Improve Performance Greatly By Eliminating Branches
Problem
The next greater element of some element x in an array is the first greater element that is to the right of x in the same array.
You are given two distinct 0-indexed integer arrays nums1 and nums2, where nums1 is a subset of nums2.
For each 0 <= i < nums1.length, find the index j such that nums1[i] == nums2[j] and determine the next greater element of nums2[j] in nums2. If there is no next greater element, then the answer for this query is -1.

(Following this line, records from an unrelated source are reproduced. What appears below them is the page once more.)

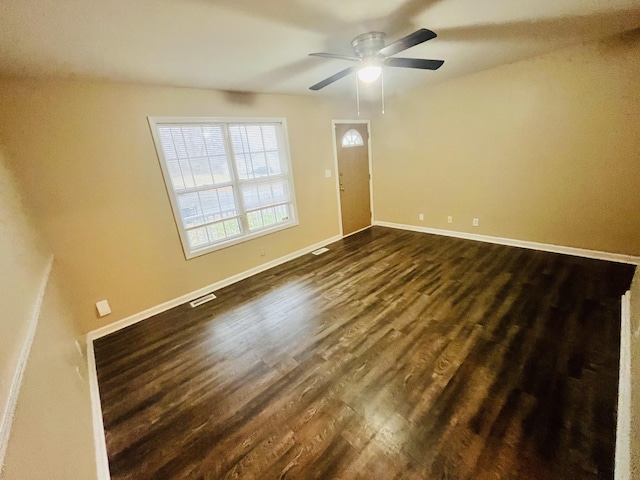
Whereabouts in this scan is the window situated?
[149,117,297,258]
[342,128,364,147]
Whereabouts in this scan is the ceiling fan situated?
[309,28,444,90]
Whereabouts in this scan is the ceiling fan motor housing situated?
[351,32,387,59]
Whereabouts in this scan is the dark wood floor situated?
[95,227,633,480]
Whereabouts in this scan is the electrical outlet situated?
[96,300,111,317]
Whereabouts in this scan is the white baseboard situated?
[373,221,640,265]
[87,235,342,341]
[614,292,631,480]
[0,255,53,473]
[87,339,111,480]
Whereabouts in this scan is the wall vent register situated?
[149,117,297,258]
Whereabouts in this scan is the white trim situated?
[87,335,111,480]
[0,255,53,473]
[87,235,342,341]
[331,120,375,237]
[342,225,373,238]
[373,221,640,265]
[614,291,631,480]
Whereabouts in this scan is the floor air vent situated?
[189,293,218,308]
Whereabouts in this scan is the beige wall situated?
[0,79,339,331]
[2,267,97,480]
[0,148,49,467]
[372,33,640,255]
[631,270,640,478]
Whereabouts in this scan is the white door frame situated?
[331,119,374,237]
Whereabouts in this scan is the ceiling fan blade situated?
[377,28,437,57]
[384,57,444,70]
[309,67,358,90]
[309,52,362,62]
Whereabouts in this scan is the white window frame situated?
[147,117,299,260]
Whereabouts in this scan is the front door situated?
[336,123,371,235]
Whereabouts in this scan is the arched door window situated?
[342,128,364,147]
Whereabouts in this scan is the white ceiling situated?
[0,0,640,96]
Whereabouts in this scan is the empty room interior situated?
[0,0,640,480]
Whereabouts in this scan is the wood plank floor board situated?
[94,227,634,480]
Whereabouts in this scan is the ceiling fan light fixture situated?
[358,64,382,83]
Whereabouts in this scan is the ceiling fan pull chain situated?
[356,75,360,116]
[380,68,384,115]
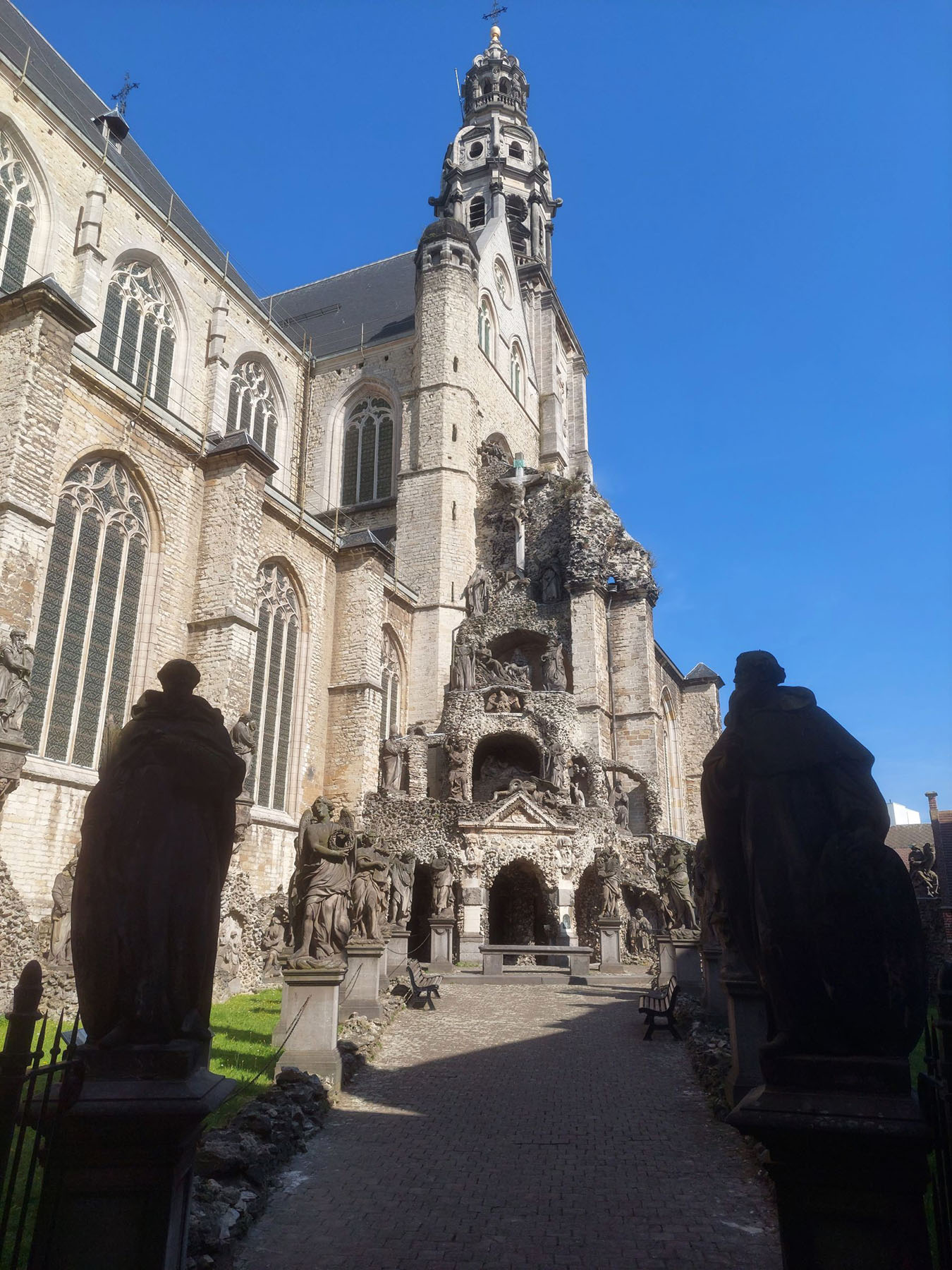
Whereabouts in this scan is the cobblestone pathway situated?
[236,984,781,1270]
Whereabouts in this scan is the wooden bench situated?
[638,975,681,1040]
[406,957,443,1010]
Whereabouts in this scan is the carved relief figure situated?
[288,797,355,964]
[0,627,33,732]
[73,660,245,1045]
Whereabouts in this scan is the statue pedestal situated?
[721,974,767,1106]
[27,1041,235,1270]
[727,1054,932,1270]
[338,940,386,1020]
[657,931,704,996]
[429,917,456,974]
[271,965,346,1089]
[701,943,727,1022]
[595,917,622,970]
[386,926,410,981]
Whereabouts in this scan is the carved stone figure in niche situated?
[701,651,928,1058]
[288,797,355,965]
[379,727,408,794]
[73,660,245,1045]
[595,848,622,917]
[657,842,698,931]
[608,780,628,829]
[350,833,390,943]
[449,632,477,692]
[49,847,79,965]
[231,713,255,780]
[387,851,416,931]
[463,564,490,617]
[0,627,33,732]
[447,737,470,803]
[432,847,453,917]
[909,842,939,895]
[538,564,562,605]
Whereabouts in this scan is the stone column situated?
[595,917,622,970]
[271,967,346,1089]
[429,917,456,974]
[188,432,278,722]
[0,277,95,644]
[338,940,384,1020]
[721,973,767,1106]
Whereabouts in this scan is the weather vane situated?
[111,71,138,116]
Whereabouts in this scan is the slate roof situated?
[270,250,416,357]
[0,0,262,312]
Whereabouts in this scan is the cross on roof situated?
[111,71,138,116]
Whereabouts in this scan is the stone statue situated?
[288,797,355,967]
[447,737,470,803]
[0,627,33,732]
[449,632,476,692]
[73,660,245,1046]
[657,842,698,931]
[49,846,79,965]
[463,564,489,617]
[432,847,453,917]
[701,651,927,1058]
[909,842,939,895]
[595,847,622,917]
[539,564,562,605]
[379,727,406,794]
[608,780,628,829]
[350,833,390,943]
[231,713,255,780]
[542,639,568,692]
[387,851,416,931]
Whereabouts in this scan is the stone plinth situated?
[386,926,410,981]
[430,917,456,974]
[657,931,704,996]
[727,1053,932,1270]
[595,917,622,970]
[28,1041,235,1270]
[721,974,767,1106]
[338,940,386,1019]
[701,943,727,1022]
[271,967,346,1089]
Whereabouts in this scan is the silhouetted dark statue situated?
[701,651,927,1057]
[73,660,245,1046]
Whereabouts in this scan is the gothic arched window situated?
[0,132,37,294]
[340,397,393,507]
[509,340,525,401]
[24,459,149,767]
[99,260,175,406]
[249,564,301,811]
[379,631,401,739]
[226,358,278,459]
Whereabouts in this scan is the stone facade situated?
[0,17,720,960]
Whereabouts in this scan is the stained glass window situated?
[226,359,278,459]
[0,132,37,294]
[99,260,175,406]
[24,459,149,767]
[340,397,393,507]
[248,564,301,811]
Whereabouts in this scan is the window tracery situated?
[99,260,175,406]
[24,460,149,767]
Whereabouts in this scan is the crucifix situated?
[496,454,543,578]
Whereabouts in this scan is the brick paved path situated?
[236,984,781,1270]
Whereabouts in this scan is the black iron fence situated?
[0,962,83,1270]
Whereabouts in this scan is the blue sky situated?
[20,0,952,811]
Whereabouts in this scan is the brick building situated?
[0,10,720,943]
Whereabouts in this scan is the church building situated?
[0,7,721,960]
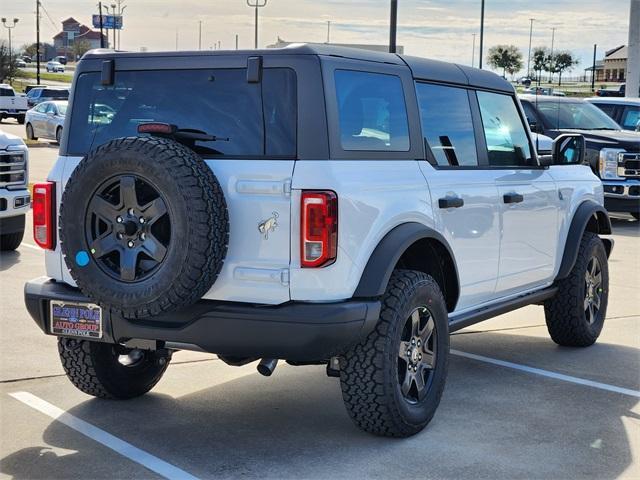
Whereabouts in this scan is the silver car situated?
[24,100,67,143]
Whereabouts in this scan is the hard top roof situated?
[82,43,514,93]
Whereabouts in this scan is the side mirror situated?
[552,133,586,165]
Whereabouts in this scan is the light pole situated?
[478,0,484,69]
[2,17,19,80]
[527,18,535,79]
[471,33,477,68]
[549,27,556,83]
[247,0,267,50]
[389,0,398,53]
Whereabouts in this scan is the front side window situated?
[68,68,297,157]
[335,70,409,152]
[477,92,535,167]
[416,83,478,167]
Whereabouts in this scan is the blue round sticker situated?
[76,250,89,267]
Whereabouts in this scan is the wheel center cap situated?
[124,220,138,237]
[409,348,419,363]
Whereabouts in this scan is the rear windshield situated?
[67,68,297,157]
[40,88,69,98]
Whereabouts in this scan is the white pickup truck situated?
[0,131,31,251]
[0,83,29,125]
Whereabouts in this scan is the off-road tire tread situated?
[544,232,608,347]
[58,338,169,400]
[60,137,229,319]
[340,270,448,438]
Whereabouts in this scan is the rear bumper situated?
[25,277,380,361]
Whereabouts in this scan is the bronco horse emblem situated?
[258,212,279,240]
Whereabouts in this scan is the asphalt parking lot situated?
[0,119,640,479]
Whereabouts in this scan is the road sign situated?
[93,15,122,30]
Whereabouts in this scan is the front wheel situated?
[58,337,170,399]
[340,270,449,437]
[544,232,609,347]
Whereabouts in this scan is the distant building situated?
[267,37,404,55]
[596,45,628,82]
[53,17,109,59]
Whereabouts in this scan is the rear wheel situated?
[544,232,609,347]
[58,338,170,399]
[26,123,38,140]
[340,270,449,437]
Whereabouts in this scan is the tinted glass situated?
[416,83,478,166]
[335,70,409,152]
[477,92,534,167]
[69,68,297,157]
[621,107,640,130]
[538,101,620,130]
[41,88,69,98]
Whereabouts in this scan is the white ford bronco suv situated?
[25,45,612,437]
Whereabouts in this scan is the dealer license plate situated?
[49,300,102,338]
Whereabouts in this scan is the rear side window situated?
[416,83,478,167]
[68,68,297,157]
[335,70,410,152]
[477,92,534,167]
[42,88,69,98]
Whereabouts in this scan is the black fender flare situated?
[353,222,460,304]
[556,200,613,280]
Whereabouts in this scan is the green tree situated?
[531,47,549,85]
[487,45,524,76]
[553,51,578,86]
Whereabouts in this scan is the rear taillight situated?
[32,182,55,250]
[300,190,338,268]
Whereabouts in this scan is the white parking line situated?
[9,392,197,480]
[451,349,640,398]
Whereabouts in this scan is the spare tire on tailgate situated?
[60,137,229,318]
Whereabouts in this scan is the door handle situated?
[438,197,464,208]
[502,193,524,203]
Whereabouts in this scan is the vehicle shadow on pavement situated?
[2,333,640,479]
[0,251,20,272]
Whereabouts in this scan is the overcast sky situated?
[0,0,629,75]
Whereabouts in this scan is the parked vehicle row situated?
[520,95,640,218]
[0,84,28,124]
[0,130,31,251]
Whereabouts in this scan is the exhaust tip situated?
[256,358,278,377]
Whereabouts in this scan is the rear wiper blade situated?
[138,122,229,142]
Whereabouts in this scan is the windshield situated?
[538,102,620,130]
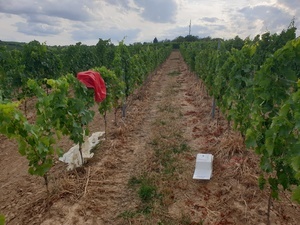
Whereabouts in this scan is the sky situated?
[0,0,300,45]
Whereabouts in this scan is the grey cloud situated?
[0,0,93,21]
[277,0,300,12]
[16,23,61,36]
[134,0,177,23]
[0,0,95,36]
[201,17,219,23]
[100,0,132,10]
[239,5,293,32]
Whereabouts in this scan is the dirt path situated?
[0,51,300,225]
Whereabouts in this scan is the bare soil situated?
[0,51,300,225]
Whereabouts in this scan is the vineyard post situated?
[211,40,221,119]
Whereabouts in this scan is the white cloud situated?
[0,0,300,45]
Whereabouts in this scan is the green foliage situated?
[181,25,300,201]
[0,214,5,225]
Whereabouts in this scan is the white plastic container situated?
[193,154,214,180]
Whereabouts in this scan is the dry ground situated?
[0,51,300,225]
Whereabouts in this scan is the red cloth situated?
[77,70,106,102]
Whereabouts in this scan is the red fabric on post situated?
[77,70,106,102]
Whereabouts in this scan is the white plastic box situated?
[193,154,214,180]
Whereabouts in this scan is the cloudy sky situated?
[0,0,300,45]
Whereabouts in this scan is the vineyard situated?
[0,25,300,225]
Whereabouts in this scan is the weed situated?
[118,210,138,220]
[138,182,156,203]
[128,176,141,187]
[168,70,181,77]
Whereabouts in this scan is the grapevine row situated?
[181,24,300,203]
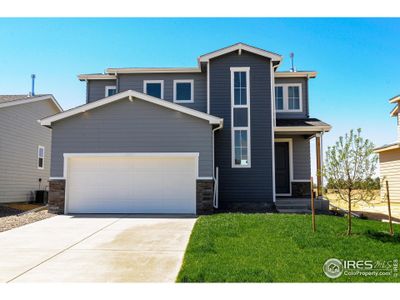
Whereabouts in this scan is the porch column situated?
[315,133,322,197]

Return an array ans of length nums1.length such that ans[i] is the next greater element as described above.
Example 1:
Input:
nums1 = [4,1,2],nums2 = [1,3,4,2]Output:[-1,3,-1]Explanation: The next greater element for each value of nums1 is as follows:
- 4 is underlined in
nums2 = [1,3,4,2]. There is no next greater element, so the answer is -1.- 1 is underlined in
nums2 = [1,3,4,2]. The next greater element is 3.- 2 is underlined in
nums2 = [1,3,4,2]. There is no next greater element, so the answer is -1.
Example 2:
Input:
nums1 = [2,4],nums2 = [1,2,3,4]Output:[3,-1]Explanation: The next greater element for each value of nums1 is as follows:
- 2 is underlined in
nums2 = [1,2,3,4]. The next greater element is 3.- 4 is underlined in
nums2 = [1,2,3,4]. There is no next greater element, so the answer is -1.
Constraints:
1 <= nums1.length <= nums2.length <= 10000 <= nums1[i],nums2[i] <= 104- All integers in
nums1andnums2are unique. - All the integers of
nums1also appear innums2.
Solution
With the monotonic stack technique, we could achieve O(n) time complexity.
func nextGreaterElement(nums1 []int, nums2 []int) []int {
greater := map[int]int{}
decreasing := []int{}
for _, n := range nums2 {
for len(decreasing) > 0 && n > decreasing[len(decreasing)-1] {
greater[decreasing[len(decreasing)-1]] = n
decreasing = decreasing[:len(decreasing)-1]
}
decreasing = append(decreasing, n)
}
var res []int
// !!!!!!!!!!!
for _, n := range nums1 {
if v, ok := greater[n]; ok {
res = append(res, v)
} else {
res = append(res, -1)
}
}
return res
}
But the data shows it only beats 17% solutions in terms of runtime.
What happened?
Notice the !!!!!!!!!!! comment line in the solution, the code under it is very suspicious, as we all (maybe) know,
if statement inside a loop causes performance penalties, because of the branch prediction failure,
okay, let’s eliminate the branch: instead of determin whether the number exists in the map, we loop over the stack,
and assign -1 to the corresponding element in the map in advance.
func nextGreaterElement(nums1 []int, nums2 []int) []int {
greater := map[int]int{}
decreasing := []int{}
for _, n := range nums2 {
for len(decreasing) > 0 && n > decreasing[len(decreasing)-1] {
greater[decreasing[len(decreasing)-1]] = n
decreasing = decreasing[:len(decreasing)-1]
}
decreasing = append(decreasing, n)
}
// added here
for _, n := range decreasing {
greater[n] = -1
}
var res []int
for _, n := range nums1 {
res = append(res, greater[n])
}
return res
}
Submit it again, and boom! 100% beats!
Algorithms aren’t the only core of performance, but also subtle places like this, which directly related to the structure of modern CPU.